Los medios de comunicación influyen decisivamente en el mundo de hoy. Ponen de moda unas cosas y “destierran” otras. Universalizan palabras extrañas como “intifada”, “yihad”, “talibán”. El vocablo “misión” ha tenido un significado especial a partir de la serie televisiva “Misión imposible”. El programa norteamericano de exploración del espacio envió a los astronautas Armstrong, Aldrin y Collins a una “misión en la luna”. Antiguamente los monjes de la Iglesia cristiana se referían a “la misión del hombre en la tierra”. Se dice que todos vivimos con la cabeza en la luna y los pies en la tierra. Soñando con “misiones”, algunas veces imposibles de cumplir.

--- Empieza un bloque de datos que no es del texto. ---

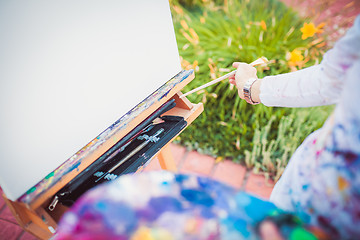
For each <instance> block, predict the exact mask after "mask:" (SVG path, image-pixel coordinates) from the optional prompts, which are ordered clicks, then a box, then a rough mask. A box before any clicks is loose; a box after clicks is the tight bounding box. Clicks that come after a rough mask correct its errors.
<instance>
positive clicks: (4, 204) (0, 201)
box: [0, 188, 5, 210]
mask: <svg viewBox="0 0 360 240" xmlns="http://www.w3.org/2000/svg"><path fill="white" fill-rule="evenodd" d="M2 194H3V191H2V189H1V188H0V210H1V209H2V208H3V206H4V205H5V200H4V198H3V196H2Z"/></svg>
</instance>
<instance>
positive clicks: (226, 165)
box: [212, 160, 246, 189]
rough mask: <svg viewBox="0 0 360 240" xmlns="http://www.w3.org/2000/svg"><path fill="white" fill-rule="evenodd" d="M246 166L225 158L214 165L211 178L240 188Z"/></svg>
mask: <svg viewBox="0 0 360 240" xmlns="http://www.w3.org/2000/svg"><path fill="white" fill-rule="evenodd" d="M245 173H246V168H245V167H243V166H241V165H240V164H237V163H234V162H232V161H230V160H225V161H223V162H220V163H218V164H217V165H216V168H215V171H214V174H213V175H212V178H214V179H216V180H218V181H220V182H223V183H226V184H228V185H230V186H232V187H234V188H237V189H240V188H241V186H242V183H243V181H244V177H245Z"/></svg>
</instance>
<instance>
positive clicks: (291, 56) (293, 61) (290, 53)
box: [287, 49, 304, 66]
mask: <svg viewBox="0 0 360 240" xmlns="http://www.w3.org/2000/svg"><path fill="white" fill-rule="evenodd" d="M287 58H288V61H289V65H290V66H297V65H300V63H301V61H302V60H303V59H304V56H303V55H302V54H301V51H300V50H297V49H295V50H293V51H292V52H290V53H289V55H288V57H287Z"/></svg>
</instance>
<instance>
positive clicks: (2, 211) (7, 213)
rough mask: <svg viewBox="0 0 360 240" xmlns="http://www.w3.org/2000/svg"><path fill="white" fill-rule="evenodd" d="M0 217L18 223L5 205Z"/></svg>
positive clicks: (16, 223)
mask: <svg viewBox="0 0 360 240" xmlns="http://www.w3.org/2000/svg"><path fill="white" fill-rule="evenodd" d="M0 218H2V219H4V220H7V221H10V222H13V223H15V224H18V223H17V221H16V219H15V217H14V215H13V214H12V213H11V211H10V208H8V206H6V207H5V208H4V210H2V211H1V215H0Z"/></svg>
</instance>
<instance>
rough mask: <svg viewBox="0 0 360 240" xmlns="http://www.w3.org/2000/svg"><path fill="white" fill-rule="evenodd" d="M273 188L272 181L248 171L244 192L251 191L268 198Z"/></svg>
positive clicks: (264, 197)
mask: <svg viewBox="0 0 360 240" xmlns="http://www.w3.org/2000/svg"><path fill="white" fill-rule="evenodd" d="M273 188H274V182H273V181H271V180H266V178H265V177H264V176H263V175H257V174H254V173H250V175H249V177H248V179H247V182H246V185H245V191H246V192H248V193H252V194H254V195H257V196H260V197H262V198H265V199H269V197H270V194H271V191H272V189H273Z"/></svg>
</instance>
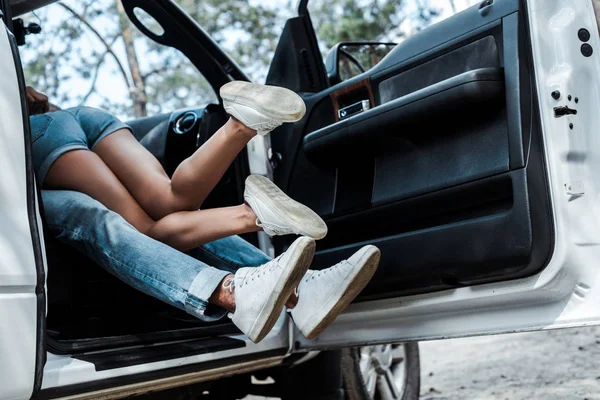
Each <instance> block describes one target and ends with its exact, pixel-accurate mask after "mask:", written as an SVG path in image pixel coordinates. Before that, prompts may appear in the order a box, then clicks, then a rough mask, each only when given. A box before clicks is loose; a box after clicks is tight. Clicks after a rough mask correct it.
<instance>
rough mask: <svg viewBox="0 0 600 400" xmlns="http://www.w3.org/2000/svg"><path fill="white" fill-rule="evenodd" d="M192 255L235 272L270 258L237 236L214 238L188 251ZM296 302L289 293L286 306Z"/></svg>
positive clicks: (290, 308)
mask: <svg viewBox="0 0 600 400" xmlns="http://www.w3.org/2000/svg"><path fill="white" fill-rule="evenodd" d="M188 254H189V255H191V256H192V257H194V258H196V259H198V260H200V261H203V262H205V263H207V264H210V265H214V266H215V267H217V268H219V269H222V270H226V271H230V272H232V273H234V274H235V273H236V272H237V270H238V269H240V268H243V267H258V266H260V265H263V264H266V263H268V262H269V261H271V260H272V258H271V257H269V256H268V255H266V254H265V253H263V252H262V251H261V250H259V249H257V248H256V247H254V246H253V245H252V244H250V243H248V242H247V241H246V240H244V239H242V238H241V237H239V236H229V237H226V238H223V239H219V240H215V241H214V242H210V243H207V244H205V245H203V246H201V247H198V248H196V249H192V250H190V251H189V252H188ZM296 304H298V296H297V294H296V291H294V293H292V294H291V295H290V298H289V299H288V300H287V302H286V304H285V305H286V306H287V307H288V308H290V309H293V308H294V307H295V306H296Z"/></svg>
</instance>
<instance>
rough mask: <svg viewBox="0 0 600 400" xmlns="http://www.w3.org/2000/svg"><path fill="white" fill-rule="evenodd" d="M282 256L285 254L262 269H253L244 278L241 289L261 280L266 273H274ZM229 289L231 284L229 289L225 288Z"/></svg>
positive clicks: (263, 267)
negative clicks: (263, 275)
mask: <svg viewBox="0 0 600 400" xmlns="http://www.w3.org/2000/svg"><path fill="white" fill-rule="evenodd" d="M282 256H283V254H281V255H279V256H278V257H277V258H274V259H272V260H271V261H269V262H267V263H266V264H264V265H263V266H261V267H258V268H253V269H252V271H250V272H249V273H248V274H247V275H246V276H245V277H244V280H243V281H242V282H241V283H240V285H239V287H243V286H245V285H247V284H249V283H250V282H254V281H257V280H258V279H259V278H261V277H262V276H263V275H265V274H266V273H269V272H273V271H274V270H275V269H276V268H277V267H278V265H279V260H280V259H281V257H282ZM229 279H232V278H229ZM226 283H227V282H223V285H225V284H226ZM229 287H230V285H229V284H228V286H227V287H225V286H223V288H224V289H229ZM230 290H233V289H230Z"/></svg>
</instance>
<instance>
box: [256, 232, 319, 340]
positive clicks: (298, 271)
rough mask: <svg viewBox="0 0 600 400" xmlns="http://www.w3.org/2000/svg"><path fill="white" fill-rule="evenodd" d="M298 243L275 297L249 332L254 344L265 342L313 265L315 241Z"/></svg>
mask: <svg viewBox="0 0 600 400" xmlns="http://www.w3.org/2000/svg"><path fill="white" fill-rule="evenodd" d="M297 241H300V243H298V244H297V246H296V247H295V248H294V252H293V254H291V258H290V262H289V264H288V265H286V266H285V270H284V272H283V274H282V275H281V278H280V280H279V282H278V285H277V286H276V287H275V289H274V290H273V293H272V296H273V297H272V298H271V299H269V301H268V302H267V304H265V306H264V307H263V308H262V309H261V310H260V313H259V316H258V318H257V319H256V322H255V323H254V325H253V326H252V328H250V331H249V332H248V337H249V338H250V339H251V340H252V341H253V342H254V343H258V342H260V341H261V340H263V339H264V338H265V336H267V334H268V333H269V332H270V331H271V329H273V326H274V325H275V323H276V322H277V320H278V319H279V316H280V315H281V312H282V311H283V307H285V303H286V302H287V301H288V299H289V298H290V296H291V295H292V292H293V291H294V289H295V288H296V287H297V286H298V284H299V283H300V281H301V280H302V278H303V277H304V275H305V274H306V271H307V270H308V268H309V267H310V264H311V263H312V260H313V256H314V253H315V247H316V246H315V242H314V240H311V239H309V238H300V239H297ZM265 316H267V320H266V322H265V323H264V324H263V323H262V320H263V319H264V317H265ZM257 328H259V330H258V332H255V330H256V329H257Z"/></svg>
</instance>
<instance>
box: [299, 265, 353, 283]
mask: <svg viewBox="0 0 600 400" xmlns="http://www.w3.org/2000/svg"><path fill="white" fill-rule="evenodd" d="M347 263H348V261H347V260H342V261H340V262H339V263H337V264H335V265H334V266H332V267H329V268H327V269H322V270H320V271H313V273H312V274H310V276H307V277H306V279H305V280H304V282H308V281H309V280H311V279H315V278H320V277H321V276H323V275H327V274H329V273H330V272H333V271H335V270H337V269H338V268H339V267H341V266H342V265H346V264H347Z"/></svg>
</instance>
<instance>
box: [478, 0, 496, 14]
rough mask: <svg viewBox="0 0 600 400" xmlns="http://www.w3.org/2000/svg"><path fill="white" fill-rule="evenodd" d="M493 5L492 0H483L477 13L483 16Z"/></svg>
mask: <svg viewBox="0 0 600 400" xmlns="http://www.w3.org/2000/svg"><path fill="white" fill-rule="evenodd" d="M493 5H494V0H485V1H484V2H483V3H481V5H480V6H479V14H481V16H482V17H485V16H486V15H488V14H489V13H490V11H492V6H493Z"/></svg>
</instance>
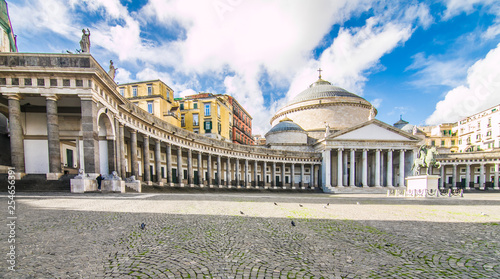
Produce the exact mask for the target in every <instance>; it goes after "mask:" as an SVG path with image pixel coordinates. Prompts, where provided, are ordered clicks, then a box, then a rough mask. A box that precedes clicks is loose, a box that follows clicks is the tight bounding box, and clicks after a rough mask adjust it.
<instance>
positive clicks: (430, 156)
mask: <svg viewBox="0 0 500 279" xmlns="http://www.w3.org/2000/svg"><path fill="white" fill-rule="evenodd" d="M438 154H439V153H438V152H437V150H436V147H435V146H432V147H431V148H428V147H427V146H426V145H422V146H420V148H419V149H418V157H417V158H416V159H415V160H414V161H413V165H412V167H411V170H412V171H413V175H420V169H421V168H425V174H426V175H429V168H430V167H437V168H440V167H441V164H440V163H439V162H437V161H436V159H435V158H434V156H435V155H438Z"/></svg>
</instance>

En cierta época de mi vida soñé con ser un reportero itinerante que redactara “informes” acerca de la vida en distintos lugares del mundo. Suponía que la misión básica de mi trabajo como escritor y periodista sería: “dar cuenta de lo que ocurre en la tierra”. El problema mayor, desde luego, era el financiamiento de los viajes. ¿A quiénes interesarían tales reportajes? ¿Cómo estar seguro de que podría realizarlos en forma atractiva para que fueran “vendibles” y rentables. Mucho después descubrí que los temas que despertaban mi curiosidad no interesaban a los demás con la misma intensidad. Ninguna institución –periodística o dedicada a otros menesteres– estaría dispuesta a promover escritos nebulosos sólo existentes en la mente del escritor.
En Nueva York, en Praga, Madrid o Barcelona, existen mil cosas –gentes, edificios, espectáculos, comidas, barrios, tradiciones– que merecen comentarios, descripciones y, en algunos casos, inmersiones profundas de historia o “humanidades”. Lamentablemente, el virtuosismo de un violinista callejero no tiene el mismo valor noticioso que un motín frente al Parlamento. Pero podría alcanzar gran “tensión literaria” o expresividad. Al escritor puede llamarle la atención un reloj antiguo, el campanario de una iglesia barroca, la capilla del “Santo Niño de Praga”.
Una parte de estos sueños descabellados –con sentido misional cuasi religioso–, he podido costearlos con dinero de mi propio bolsillo. Lo cual me ha librado de la frustración absoluta ante dos profesiones encontradas: la de periodista y la de escritor, ambas mal remuneradas en las Antillas. “Misiones” que no son militares ni científicas –financiadas por el Estado– resultan siempre de difícil cumplimiento.